How does one get off the merry-go-round?


I'm interested in hearing from or about music lovers who have dropped out of the audio "hobby." I don't mean you were content with your system for 6 weeks. I mean, you stood pat for a long time, or--even better--you downsized...maybe got rid of your separates and got an integrated.

(I suppose if you did this, you probably aren't reading these forums any more.)

If this sounds like a cry for help, well, I dunno. Not really. I'm just curious. My thoughts have been running to things like integrated amps and small equipment racks and whatnot even as I continue to experiment and upgrade with vigor (I'm taking the room correction plunge, for example.) Just want to hear what people have to say on the subject.

---dan
Ag insider logo xs@2xdrubin
Shadorne, as I have said before, I have no interest in stopping making improvements and I have been doing this for 45 years. I am or was a musician and merely seek what I use to hear repeated at my leisure. I just get a thrill at realism.

I must say that I knew an excellent pianist who had a simple Webcor portable record player. He said that he really didn't listen except to certain key places for the recording player's interpretation.

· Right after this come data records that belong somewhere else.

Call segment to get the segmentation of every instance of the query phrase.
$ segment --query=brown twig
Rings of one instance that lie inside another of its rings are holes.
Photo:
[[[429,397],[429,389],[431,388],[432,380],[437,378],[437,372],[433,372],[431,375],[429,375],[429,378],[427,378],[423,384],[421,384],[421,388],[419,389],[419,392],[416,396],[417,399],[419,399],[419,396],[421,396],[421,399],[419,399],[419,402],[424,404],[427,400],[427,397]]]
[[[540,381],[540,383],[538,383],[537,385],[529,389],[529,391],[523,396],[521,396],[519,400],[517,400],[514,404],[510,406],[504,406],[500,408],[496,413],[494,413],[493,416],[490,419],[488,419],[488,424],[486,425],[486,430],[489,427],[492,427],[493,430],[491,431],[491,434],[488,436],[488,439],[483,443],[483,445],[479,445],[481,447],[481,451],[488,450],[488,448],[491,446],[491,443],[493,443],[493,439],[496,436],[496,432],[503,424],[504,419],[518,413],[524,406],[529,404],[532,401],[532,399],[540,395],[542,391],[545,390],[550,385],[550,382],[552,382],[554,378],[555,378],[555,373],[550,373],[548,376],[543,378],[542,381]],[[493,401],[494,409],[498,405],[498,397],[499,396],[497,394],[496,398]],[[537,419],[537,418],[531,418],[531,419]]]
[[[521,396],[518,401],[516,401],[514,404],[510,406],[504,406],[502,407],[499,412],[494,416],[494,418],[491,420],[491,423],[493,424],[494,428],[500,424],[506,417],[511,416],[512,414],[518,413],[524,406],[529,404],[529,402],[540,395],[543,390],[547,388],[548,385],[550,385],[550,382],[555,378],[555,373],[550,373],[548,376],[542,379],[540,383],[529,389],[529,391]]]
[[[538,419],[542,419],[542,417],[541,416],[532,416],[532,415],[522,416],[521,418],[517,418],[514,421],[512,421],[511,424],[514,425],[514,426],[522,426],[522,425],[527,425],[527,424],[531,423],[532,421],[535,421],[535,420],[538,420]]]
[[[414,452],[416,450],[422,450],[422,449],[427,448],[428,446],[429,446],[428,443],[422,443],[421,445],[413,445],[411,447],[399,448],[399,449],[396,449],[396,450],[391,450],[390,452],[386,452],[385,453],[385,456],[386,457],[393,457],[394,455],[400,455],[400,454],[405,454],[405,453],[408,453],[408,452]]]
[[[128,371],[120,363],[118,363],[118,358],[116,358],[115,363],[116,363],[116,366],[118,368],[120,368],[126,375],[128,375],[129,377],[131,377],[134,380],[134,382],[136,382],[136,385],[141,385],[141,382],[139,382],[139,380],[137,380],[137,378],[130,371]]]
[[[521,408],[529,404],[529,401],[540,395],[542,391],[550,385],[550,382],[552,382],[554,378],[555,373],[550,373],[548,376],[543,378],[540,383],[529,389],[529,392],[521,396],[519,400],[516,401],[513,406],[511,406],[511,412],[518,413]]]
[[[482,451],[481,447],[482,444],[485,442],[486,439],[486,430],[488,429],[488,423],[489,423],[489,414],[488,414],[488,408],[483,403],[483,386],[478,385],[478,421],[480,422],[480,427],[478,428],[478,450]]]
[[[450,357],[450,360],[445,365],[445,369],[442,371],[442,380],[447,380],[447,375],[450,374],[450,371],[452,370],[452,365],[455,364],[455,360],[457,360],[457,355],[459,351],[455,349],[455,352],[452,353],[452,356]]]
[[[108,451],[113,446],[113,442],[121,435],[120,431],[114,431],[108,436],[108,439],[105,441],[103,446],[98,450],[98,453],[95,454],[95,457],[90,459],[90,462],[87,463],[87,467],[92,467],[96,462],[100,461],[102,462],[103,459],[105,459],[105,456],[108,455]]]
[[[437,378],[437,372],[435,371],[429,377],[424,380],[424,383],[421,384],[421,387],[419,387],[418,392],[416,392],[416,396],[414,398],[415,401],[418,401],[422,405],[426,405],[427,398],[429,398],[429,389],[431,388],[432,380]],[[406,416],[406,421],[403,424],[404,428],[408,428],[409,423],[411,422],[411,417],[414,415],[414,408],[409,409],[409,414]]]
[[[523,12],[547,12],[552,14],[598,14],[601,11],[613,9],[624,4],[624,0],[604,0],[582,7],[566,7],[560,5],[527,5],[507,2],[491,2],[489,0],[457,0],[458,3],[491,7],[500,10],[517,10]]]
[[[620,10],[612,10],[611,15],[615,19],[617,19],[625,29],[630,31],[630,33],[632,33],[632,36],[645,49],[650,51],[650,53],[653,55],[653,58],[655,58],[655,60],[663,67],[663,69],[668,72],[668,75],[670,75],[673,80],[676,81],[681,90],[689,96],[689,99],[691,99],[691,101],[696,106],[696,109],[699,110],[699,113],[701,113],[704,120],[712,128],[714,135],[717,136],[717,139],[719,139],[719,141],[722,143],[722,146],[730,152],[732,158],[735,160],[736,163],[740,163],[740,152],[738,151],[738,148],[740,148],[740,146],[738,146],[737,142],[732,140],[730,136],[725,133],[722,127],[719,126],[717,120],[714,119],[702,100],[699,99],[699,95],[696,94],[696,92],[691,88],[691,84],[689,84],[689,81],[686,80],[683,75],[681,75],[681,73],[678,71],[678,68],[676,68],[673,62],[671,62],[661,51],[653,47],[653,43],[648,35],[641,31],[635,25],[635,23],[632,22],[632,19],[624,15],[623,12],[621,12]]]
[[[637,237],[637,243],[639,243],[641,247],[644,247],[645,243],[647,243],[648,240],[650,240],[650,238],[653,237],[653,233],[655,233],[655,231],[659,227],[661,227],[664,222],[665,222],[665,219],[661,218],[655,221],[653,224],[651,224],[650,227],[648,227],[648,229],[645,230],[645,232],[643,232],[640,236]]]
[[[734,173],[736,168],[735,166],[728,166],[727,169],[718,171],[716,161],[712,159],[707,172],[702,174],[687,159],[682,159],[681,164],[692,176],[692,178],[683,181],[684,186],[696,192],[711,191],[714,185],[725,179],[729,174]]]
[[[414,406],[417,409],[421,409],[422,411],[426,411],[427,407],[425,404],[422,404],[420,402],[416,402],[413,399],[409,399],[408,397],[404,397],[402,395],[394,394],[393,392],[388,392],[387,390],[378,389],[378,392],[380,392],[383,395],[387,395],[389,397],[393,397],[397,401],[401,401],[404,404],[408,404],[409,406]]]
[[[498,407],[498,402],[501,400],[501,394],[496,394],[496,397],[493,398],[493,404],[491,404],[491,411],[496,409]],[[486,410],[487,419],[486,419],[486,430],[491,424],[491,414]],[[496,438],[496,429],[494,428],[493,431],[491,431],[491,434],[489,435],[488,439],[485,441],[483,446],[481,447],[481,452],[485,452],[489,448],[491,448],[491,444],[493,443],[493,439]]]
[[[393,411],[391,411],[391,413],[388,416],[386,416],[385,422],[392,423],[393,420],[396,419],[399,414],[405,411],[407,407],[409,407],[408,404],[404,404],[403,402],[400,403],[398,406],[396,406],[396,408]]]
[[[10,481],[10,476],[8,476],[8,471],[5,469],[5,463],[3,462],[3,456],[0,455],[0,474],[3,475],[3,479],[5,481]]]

This is why I just cannot understand the so-called objectivists.
Shadrone, Unless GAS is an acronym for something, the only GAS I see which keeps folks going round and round originates with manufacturers, reviewers, salesmen, and a few (too many) proud owners of something they bought. The latter can be forgiven though. The former are on the treadmill making the merry-go-round go round! They like to keep it going as fast as possible so ones fears injury if they try to get off. :-)
It's all predicated on the immature fear that we are missing something. Is there more to be had? Can I make it all mo betta? It's like striving for a higher high and needing to perpetually "up the dose".
No wonder it feels addictive and no wonder we feel like we are going around and around. No wonder we all knew exactly what drubin was saying when he used the term "merry-go-round".
Thankfully, I did not get off. In the last year, conservatively I would say that the realism of my music reproduction has improved by 50 percent. I would credit the breakin of my Weiss Dac202, the new technology in the StillPoints Ultras, John Tucker's new Exemplar Portal cables, the Bergman Sindre tt and Ortofon A-90 cartridge, fullest use of the Syn. Res. ARTs, and the new H-Cat X9 circuit in the amp, phono stage, and line stage. What a year!